Neither of his children made any reply. That coincidence still troubled Daisy Burton.

At last,—“I don’t see that it’s at all curious,” exclaimed her brother hastily. “It’s very unfortunate, of course, for if we had happened to see him the Poulains couldn’t have told the tale they told you this morning.”

The Senator sighed. He was tired—tired of the long afternoon spent in doing nothing, and, to tell the truth, tired of the curious, inexplicable problem with which he had been battling since the morning.

“Well, I say it with sincere regret, but I am inclined to believe the Poulains.”

“Father!” His son was looking at him with surprise and yes, indignation.

“Yes, Gerald.

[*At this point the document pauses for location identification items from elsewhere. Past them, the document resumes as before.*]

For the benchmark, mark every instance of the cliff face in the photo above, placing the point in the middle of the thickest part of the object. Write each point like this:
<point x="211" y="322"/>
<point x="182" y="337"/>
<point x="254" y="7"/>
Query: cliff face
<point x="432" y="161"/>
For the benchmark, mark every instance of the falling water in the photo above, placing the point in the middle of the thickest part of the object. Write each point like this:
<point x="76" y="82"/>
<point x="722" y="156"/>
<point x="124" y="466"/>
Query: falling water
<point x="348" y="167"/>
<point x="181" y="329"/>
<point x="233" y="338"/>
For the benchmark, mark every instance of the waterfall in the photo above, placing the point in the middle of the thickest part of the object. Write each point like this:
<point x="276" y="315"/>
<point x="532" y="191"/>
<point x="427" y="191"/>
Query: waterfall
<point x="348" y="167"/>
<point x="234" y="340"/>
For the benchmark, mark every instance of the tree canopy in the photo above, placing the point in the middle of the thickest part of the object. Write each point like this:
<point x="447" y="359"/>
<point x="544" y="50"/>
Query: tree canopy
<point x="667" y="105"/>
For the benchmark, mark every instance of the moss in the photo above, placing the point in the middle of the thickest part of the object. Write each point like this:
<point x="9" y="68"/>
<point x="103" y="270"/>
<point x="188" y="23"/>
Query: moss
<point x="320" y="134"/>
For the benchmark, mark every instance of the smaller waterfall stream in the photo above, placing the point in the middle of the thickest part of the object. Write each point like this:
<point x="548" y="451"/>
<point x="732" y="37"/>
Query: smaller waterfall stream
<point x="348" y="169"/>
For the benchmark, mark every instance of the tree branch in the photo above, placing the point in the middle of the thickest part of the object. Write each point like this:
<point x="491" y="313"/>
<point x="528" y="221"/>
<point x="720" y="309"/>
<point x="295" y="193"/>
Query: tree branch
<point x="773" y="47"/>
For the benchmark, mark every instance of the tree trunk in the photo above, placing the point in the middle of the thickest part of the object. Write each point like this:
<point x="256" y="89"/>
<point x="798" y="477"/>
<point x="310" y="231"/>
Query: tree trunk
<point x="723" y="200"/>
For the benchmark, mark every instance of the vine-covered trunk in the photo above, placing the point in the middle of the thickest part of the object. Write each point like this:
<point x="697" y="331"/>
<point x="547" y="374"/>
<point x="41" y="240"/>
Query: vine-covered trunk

I am, for the present, inclined not only to believe the Poulains’ clear and consistent story, but to share Madame Poulain’s view of the case—”

“And what is her view?” asked Daisy eagerly.

“Well, my dear, her view—the view, let me remind you, of a sensible woman who, I fancy, has seen a good deal of life—is that Mr. Dampier did accompany his wife here, as far as the hotel, that is. That then, as the result of what our good landlady calls a ‘querelle d’amoureux,’ he left her—knowing she would be quite safe of course in so respectable a place as the Hôtel Saint Ange.”

Daisy Burton only said one word—but that word was “Brute!” and her father saw that there was the light of battle in her eyes.

“My dear,” he said gently, “you forget that it was an Englishman who wrote ‘The Taming of the Shrew.’”

“And yet American girls—of a sort—are quite eager to marry Englishmen!”